Legally obliged to bring all offers for the tournament sanction to their board of directors, Pasarell and Moore felt sick to their stomachs as the numbers, mostly from foreign interests, continued to swell. They came under enormous pressure to sell. And when they finally did, it was to a late bidder, Ellison, who promptly promised to change exactly nothing. The event as the founders knew and conceived it was saved.

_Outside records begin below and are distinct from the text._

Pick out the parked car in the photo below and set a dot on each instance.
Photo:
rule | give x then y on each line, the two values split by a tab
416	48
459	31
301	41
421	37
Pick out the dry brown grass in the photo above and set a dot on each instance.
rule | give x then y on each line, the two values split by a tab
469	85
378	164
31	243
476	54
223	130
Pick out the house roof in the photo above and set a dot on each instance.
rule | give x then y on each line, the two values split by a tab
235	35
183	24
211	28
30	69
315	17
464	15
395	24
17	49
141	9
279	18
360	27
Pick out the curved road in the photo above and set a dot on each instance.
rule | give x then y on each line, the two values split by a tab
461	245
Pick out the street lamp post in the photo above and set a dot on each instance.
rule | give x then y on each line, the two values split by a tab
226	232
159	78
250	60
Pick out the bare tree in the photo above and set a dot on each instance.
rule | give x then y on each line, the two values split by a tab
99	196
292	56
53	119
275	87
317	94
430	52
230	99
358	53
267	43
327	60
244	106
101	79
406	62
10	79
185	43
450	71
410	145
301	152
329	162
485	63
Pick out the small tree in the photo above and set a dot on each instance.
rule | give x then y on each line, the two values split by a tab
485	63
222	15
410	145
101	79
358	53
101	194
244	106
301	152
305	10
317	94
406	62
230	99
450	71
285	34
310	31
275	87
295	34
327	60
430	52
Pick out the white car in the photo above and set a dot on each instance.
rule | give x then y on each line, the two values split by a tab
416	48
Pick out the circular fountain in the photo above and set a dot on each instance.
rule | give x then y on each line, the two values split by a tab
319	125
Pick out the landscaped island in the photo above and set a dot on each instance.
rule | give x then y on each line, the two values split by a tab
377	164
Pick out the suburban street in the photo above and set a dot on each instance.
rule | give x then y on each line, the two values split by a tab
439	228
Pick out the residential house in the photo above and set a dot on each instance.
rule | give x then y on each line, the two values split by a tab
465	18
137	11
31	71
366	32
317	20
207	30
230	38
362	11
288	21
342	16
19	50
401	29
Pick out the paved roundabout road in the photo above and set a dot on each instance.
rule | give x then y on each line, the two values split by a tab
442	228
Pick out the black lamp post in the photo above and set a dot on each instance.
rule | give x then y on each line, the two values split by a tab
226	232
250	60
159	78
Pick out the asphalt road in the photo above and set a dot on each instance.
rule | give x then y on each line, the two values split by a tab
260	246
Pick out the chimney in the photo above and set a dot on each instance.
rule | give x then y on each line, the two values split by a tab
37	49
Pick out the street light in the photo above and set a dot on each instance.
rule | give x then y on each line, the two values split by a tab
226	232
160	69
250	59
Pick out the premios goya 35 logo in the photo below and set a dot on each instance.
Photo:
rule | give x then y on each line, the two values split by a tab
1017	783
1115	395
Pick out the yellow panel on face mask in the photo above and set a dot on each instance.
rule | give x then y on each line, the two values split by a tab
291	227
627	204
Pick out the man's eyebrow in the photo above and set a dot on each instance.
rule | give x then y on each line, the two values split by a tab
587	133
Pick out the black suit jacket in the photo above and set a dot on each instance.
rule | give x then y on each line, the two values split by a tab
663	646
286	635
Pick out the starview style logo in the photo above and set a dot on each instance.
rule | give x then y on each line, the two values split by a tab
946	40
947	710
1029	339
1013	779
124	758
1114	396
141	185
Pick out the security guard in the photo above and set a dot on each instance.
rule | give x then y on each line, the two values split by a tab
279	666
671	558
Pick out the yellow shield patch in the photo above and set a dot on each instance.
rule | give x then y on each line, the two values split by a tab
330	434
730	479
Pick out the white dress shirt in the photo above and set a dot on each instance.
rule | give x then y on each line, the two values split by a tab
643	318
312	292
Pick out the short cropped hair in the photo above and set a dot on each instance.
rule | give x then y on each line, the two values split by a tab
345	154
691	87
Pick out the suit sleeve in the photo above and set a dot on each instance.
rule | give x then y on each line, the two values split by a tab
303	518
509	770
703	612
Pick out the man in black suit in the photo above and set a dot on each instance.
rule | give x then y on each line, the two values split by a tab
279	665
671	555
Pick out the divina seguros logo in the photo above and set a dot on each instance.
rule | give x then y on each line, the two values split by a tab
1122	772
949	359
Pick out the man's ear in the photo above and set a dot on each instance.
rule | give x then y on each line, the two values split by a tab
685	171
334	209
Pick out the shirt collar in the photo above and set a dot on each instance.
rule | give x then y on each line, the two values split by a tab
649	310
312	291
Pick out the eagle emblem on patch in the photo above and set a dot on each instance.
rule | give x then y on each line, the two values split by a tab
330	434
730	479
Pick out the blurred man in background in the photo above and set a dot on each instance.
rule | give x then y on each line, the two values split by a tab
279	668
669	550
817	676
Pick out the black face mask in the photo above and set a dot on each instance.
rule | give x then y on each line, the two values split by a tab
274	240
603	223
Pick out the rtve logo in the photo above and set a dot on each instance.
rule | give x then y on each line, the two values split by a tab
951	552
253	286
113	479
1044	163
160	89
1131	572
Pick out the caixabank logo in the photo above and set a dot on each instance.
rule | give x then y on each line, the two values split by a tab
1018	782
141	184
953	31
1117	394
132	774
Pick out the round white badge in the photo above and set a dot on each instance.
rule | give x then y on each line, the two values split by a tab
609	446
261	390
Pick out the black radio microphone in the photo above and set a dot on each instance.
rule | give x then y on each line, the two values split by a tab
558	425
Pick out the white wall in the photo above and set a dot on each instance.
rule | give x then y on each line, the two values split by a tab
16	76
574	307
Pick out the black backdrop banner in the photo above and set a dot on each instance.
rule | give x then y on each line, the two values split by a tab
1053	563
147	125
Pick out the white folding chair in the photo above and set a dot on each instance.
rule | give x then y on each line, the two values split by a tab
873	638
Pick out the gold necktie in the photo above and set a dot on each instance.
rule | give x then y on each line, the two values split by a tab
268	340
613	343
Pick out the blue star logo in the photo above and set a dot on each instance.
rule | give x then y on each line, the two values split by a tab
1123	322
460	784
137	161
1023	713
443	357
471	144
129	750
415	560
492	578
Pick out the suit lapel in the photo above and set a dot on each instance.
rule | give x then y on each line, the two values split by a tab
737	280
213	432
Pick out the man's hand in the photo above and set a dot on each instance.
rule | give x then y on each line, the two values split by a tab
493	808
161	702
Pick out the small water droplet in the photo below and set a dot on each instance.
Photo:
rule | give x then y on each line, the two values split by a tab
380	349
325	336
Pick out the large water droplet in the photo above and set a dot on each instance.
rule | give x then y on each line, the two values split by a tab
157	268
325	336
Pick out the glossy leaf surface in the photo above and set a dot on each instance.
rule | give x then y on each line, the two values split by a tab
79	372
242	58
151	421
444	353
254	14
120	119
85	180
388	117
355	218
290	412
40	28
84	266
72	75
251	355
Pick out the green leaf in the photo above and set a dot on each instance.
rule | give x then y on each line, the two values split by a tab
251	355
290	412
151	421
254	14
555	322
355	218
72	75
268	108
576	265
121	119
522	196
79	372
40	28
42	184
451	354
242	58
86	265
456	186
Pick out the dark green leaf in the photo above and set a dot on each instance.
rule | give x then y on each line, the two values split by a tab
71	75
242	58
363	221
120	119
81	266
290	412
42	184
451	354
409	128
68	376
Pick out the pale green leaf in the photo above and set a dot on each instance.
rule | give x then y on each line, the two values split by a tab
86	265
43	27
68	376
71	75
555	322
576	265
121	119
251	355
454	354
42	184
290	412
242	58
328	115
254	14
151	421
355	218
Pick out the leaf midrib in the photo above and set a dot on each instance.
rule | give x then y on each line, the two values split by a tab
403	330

Let’s not say “exactly” nothing.

Ellison told me that for 2011, Indian Wells will have Hawk-Eye electronic line-calling technology on all courts used for tournament matches. This is, after all, a man who owes his own fortune to the miracle of advanced technology. “Why should a guy on Court 6 not have the same, fair chance to win a match as the top names in the stadium?”

Ellison will also build more practice courts (the 55-acre site, now owned outright by Ellison, has plenty of room to expand), and install more video monitors and other technical gadgetry to ensure that anyone, anywhere on the grounds, will be able to keep track of the doings on the courts. He also hopes to add a small doubles event featuring present champions paired with former ones: Sampras and Nadal vs. Federer and McEnroe. That kind of thing.  As the new owner, Ellison found one feature of the event lacking. It was in a department we’ll call . . . culinary. The new boss did not like the hot dogs. They were awful compared to the Chicago hot dogs of Ellison’s youth.

During his first meeting with an understandably nervous Indian Wells staff, Ellison’s first words were: “My job is to stay out of your way.” He then retained everyone, beginning with Pasarell and Moore. Some employees got raises; nobody suffered a cut. Pasarell and Moore will continue to run the event, which Ellison refers to as “our” tournament.

Pasarell and Moore were at that meeting, but they had other things on their minds. They were eager to get to Chicago, to research the hot dogs.